How to work around big tech’s blocking of Canadian news content


Bookmarks going directly to Nunatsiaq News and other sites will allow readers to continue getting local news

Despite the old saying, no news is actually bad news.

That’s why Nunavummiut, Nunavimmiut and all Canadians should be concerned about plans to block the sharing of news stories from Canadian media on certain social media platforms.

People need to know what’s going on in their communities, in their territory or region, and in their country. That’s why Nunatsiaq News has been serving Nunavut and Nunavik for 50 years.

But a new challenge threatens to disrupt the way we deliver the news and how our readers receive it.

Big tech companies Meta — which owns Facebook — and Google have said they will block the sharing of Canadian news stories on their platforms. Earlier this week, Facebook began doing it.

News organizations including Nunatsiaq News will not be able to post links to their news stories on their Facebook page. Facebook users will eventually not be able to share news stories on their own Facebook pages.

Similarly, Google will prevent users from searching for articles published by Canadian news organizations.

This is their response to the Online News Act — also known as Bill C-18 — a new Canadian law that will take effect later this year.

It will require Facebook and Google to pay news organizations for their content that appears on the big tech companies’ platforms.

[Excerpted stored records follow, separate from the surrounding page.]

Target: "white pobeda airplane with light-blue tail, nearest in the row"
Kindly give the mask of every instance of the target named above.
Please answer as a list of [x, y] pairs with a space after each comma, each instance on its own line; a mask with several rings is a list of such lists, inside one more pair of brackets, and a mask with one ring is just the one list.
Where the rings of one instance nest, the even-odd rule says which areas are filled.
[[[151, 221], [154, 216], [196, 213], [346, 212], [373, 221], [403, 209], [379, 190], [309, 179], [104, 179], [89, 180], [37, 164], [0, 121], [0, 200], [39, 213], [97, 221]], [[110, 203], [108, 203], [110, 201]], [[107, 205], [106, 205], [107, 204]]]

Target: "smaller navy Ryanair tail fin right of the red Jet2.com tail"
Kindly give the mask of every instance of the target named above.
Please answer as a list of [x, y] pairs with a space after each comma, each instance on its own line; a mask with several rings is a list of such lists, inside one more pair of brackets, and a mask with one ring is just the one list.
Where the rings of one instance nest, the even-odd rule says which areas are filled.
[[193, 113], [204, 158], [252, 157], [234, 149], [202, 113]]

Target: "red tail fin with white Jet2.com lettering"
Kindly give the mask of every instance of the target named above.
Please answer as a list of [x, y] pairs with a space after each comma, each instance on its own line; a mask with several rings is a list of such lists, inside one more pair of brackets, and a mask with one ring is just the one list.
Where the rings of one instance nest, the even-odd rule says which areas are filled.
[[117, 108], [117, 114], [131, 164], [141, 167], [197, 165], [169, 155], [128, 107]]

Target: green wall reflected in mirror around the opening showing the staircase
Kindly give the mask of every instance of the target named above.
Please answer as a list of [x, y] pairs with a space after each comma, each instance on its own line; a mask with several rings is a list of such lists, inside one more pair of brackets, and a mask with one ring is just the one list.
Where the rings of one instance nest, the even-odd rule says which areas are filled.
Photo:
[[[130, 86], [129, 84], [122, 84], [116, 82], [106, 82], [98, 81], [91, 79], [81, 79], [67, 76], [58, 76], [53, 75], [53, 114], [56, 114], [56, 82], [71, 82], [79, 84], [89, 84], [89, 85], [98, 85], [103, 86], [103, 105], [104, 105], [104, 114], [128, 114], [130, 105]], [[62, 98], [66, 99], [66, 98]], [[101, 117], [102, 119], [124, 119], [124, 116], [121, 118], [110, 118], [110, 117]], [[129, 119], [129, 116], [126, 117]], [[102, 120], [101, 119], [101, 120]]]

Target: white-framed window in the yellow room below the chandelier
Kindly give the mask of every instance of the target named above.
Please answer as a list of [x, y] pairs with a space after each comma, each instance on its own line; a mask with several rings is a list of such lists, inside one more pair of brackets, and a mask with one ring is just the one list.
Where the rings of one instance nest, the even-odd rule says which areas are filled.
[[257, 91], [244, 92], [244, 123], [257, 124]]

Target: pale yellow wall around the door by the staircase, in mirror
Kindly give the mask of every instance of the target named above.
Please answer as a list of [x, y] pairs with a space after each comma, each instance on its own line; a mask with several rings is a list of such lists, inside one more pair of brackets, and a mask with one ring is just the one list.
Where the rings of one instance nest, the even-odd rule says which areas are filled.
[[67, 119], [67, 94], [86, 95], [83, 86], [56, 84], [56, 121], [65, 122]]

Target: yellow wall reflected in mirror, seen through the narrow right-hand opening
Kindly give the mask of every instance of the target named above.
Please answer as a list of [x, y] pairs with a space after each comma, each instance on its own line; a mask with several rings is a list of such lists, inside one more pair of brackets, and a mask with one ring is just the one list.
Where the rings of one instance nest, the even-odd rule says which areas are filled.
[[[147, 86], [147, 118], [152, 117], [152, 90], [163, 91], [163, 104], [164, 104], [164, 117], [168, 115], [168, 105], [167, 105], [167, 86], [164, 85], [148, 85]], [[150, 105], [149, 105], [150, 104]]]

Its goal is to compensate Canadian news organizations for the money technology companies make by sharing the content those news organizations generate.

Nunatsiaq News is fortunate. Our readers are loyal and many of them come directly to our website because they have it bookmarked on their browsers.

Obviously, Facebook drives a significant portion of our website’s readership — approximately 25 per cent.

We want that portion of our readers to continue to get the news even after Facebook blocks the sharing of it.

Now that Canadians are beginning to see the effects of Facebook’s and Google’s blocking of Canadian news sources, we have some tips for readers to ensure they keep seeing the news content generated by Nunatsiaq News:

  • Bookmark our website,, and come directly to the site instead of counting on Facebook or Google to lead you there;
  • Subscribe to the weekly e-edition. It’s a PDF version of the print edition newspaper and is sent by email to subscribers’ inboxes every Friday;
  • Look for the print edition. After a three-year break forced by the COVID-19 pandemic, Nunatsiaq News resumed publishing a print edition in March. Copies of the paper are available at locations in Iqaluit, Cambridge Bay, Rankin Inlet, Pangnirtung, Kuujjuaq and Ottawa.

The Online News Act ushers in another uncertain time for Canadian news media. We hope cooler heads will prevail and the federal government can negotiate terms that will allow Facebook and Google to continue sharing Canadian news content the way they have done for years.

In the meantime, there are ways to work around the barrier big tech companies are putting up between Canadians and the news about their communities.